Permasalahan dan Upaya Pelestarian Situs Lamreh Di Aceh

0
1814

Laila Abdul Jalil, S.S, M.A

Disalin dari Buletin Kudungga, Vol.4, BPCB Samarinda, 2015

Pendahuluan

Lamreh merupakan sebuah kampung yang termasuk dalam wilayah administratif pemerintahan Kabupaten Aceh Besar, Propinsi Aceh. wilayah Lamreh memiliki topografi berbukit dengan ketinggian 189 m/dpl. Di bagian daerah berbukit ditemukan peninggalana arkeologis berupa nisan tipe plak pling yang dianggap sebagai bentuk nisan peralihan dari masa pra islam ke masa Islam. Anggapan ini muncul karena bentuk nisan dinilai memiliki kesamaan bentuk dengan menhir. Selain temuan nisan kuno, di kawasan tersebut juga dijumpai benteng Inong Balee serta benteng Kuta Lubok. Tidak jauh dari benteng Kuta Lubok terdapat hilir sungai yang kemungkinan besar merupakan anak sungai Krueng Raya.

Polemik mengenai Lamreh muncul ketika kawasan tersebut dinyatakan sebagai bekas kerajaan Lamuri yang pernah berkembang di Aceh pada masa lampau. Berita mengenai kerajaan Lamuri didapat dari sumber Arab yang berasal dari catatan perjalanan Ibnu Khurdabbeh (w. 885 M) yang menyebut tentang Rami yang letaknya lewat Sailan menghasilkan kemenyan, bambu, kelapa, gula, beras, dan kayu cendana. Pengelna Arab lainnya, Abu Zayd Hasan (916 M)  menyebut dengan kata Ramni. Buzurg, seorang muslim dari Parsi menunjukkan Sriwijaya yang letaknya melewati Lameri.
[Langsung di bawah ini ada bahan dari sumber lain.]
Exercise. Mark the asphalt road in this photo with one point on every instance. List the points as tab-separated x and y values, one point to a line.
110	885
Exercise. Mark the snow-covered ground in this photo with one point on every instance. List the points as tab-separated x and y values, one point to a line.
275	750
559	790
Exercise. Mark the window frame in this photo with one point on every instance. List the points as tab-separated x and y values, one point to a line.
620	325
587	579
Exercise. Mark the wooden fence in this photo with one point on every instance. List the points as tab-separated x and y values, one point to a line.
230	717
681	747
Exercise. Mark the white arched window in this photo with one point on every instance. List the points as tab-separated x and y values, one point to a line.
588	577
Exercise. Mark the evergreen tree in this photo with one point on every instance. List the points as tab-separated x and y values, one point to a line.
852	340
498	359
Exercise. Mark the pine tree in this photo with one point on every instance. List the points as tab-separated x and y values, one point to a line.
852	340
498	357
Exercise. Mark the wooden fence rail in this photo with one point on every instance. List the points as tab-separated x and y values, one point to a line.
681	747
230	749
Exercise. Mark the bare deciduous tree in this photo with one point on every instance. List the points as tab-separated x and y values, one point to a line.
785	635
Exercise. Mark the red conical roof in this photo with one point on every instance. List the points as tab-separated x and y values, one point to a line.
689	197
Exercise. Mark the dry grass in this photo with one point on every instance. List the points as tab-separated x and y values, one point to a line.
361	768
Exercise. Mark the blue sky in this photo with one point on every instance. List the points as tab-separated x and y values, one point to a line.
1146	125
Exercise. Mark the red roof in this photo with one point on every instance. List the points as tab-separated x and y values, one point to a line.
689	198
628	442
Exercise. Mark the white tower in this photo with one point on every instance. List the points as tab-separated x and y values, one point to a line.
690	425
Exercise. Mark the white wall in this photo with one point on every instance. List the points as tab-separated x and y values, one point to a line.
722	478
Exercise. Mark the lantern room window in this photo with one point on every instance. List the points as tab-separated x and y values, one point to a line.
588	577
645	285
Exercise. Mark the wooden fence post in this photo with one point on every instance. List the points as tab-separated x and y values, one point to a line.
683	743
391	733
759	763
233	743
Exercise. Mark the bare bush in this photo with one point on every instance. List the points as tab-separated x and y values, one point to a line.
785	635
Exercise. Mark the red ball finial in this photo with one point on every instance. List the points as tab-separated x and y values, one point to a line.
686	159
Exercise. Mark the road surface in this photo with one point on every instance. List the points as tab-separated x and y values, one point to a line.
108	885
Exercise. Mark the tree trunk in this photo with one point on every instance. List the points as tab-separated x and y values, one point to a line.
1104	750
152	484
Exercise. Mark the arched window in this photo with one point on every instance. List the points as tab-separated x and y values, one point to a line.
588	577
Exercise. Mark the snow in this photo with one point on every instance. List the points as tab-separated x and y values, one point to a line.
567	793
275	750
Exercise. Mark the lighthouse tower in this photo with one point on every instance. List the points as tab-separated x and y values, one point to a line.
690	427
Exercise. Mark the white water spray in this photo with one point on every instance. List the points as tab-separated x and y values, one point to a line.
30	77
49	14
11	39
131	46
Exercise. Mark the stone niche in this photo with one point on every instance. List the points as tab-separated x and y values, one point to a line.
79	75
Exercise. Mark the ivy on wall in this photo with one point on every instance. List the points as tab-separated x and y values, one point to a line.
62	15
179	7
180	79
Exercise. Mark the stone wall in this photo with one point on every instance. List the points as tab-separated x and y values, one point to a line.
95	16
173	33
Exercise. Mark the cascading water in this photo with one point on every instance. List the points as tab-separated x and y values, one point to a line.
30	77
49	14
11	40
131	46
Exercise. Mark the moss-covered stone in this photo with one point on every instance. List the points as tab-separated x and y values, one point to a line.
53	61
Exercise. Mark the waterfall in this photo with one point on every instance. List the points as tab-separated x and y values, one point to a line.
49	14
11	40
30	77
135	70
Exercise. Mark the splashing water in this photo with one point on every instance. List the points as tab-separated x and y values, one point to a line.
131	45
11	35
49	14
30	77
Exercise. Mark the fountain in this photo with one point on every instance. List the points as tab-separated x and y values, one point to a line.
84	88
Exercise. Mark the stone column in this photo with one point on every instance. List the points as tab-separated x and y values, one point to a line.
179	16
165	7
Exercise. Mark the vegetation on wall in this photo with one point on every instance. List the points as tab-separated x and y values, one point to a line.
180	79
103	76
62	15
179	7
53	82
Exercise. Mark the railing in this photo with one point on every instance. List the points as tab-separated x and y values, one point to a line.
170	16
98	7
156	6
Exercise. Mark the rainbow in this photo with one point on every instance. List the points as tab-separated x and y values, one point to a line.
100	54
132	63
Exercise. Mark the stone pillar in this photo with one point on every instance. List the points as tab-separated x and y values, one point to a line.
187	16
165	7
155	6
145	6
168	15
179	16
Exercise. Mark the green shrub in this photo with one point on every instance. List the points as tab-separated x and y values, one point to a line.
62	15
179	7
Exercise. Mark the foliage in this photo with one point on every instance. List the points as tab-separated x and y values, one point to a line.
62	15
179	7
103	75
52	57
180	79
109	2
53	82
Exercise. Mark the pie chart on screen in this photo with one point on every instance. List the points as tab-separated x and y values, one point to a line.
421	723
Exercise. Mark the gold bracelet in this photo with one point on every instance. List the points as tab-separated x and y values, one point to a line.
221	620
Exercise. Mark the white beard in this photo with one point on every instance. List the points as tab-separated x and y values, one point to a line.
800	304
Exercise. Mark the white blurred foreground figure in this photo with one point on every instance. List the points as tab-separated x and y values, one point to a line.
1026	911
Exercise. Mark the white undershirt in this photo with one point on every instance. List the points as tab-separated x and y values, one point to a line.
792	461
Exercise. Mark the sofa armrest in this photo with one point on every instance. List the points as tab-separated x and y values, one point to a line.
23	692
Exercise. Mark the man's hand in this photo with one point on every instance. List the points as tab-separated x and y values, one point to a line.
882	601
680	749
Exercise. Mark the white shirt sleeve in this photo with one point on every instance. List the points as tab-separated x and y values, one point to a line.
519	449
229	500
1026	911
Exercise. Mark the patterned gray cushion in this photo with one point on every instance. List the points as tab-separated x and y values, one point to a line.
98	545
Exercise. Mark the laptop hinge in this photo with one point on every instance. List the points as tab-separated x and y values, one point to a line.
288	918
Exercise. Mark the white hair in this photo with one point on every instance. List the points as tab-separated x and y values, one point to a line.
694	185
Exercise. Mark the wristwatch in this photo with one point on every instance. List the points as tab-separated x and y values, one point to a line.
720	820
Menurut Buzurg, dari pantai Barus dapat dilakukan jalan darat menuju Lameri. Dalam sebuah berita Cina disebutkan sebuah nama kerajaan  Lan-Wu-li yang berdiri pada abad ke-9 M. Catatan perjalanan Marco Polo menyebutkan knama Lamuri, namun Marco Polo tidak menceritakan lebih terperinci mengenai kerajaan Lamuri.

Klaim yang menyatakan bahwa kawasan Lamreh merupakan bekas kerajaan Lamuri muncul ketika banyak ditemukan sebaran nisan-nisan kuno tipe plak pling yang banyak tersebar di kawasan tersebut. Berdasarkan penelitian yang dilakukan oleh Suwedi Montana, terbaca angkat tahun 680 H/1211 M. Angka tahun ini lebih tua dari nisan Malik al-Saleh yang berangkat tahun 1297 M. Namun sampai sejauh ini belum diketahui peran dari tokoh yang angka tahunnya dipahatkan di nisan tersebut.

Sampai sejauh ini telah ditemukan sekitar seratusan nisan yang tersebar di sejumlah titik. Selain temuan nisan kuno tipe plak pling, di kawasan tersebut juga banyak dijumpai pecahan keramik asing seperti dari Cina yang berasal dari dinasti Sung, Cing, Ming, keramik dari Burma, Vietnam, dan pecahan gerabah.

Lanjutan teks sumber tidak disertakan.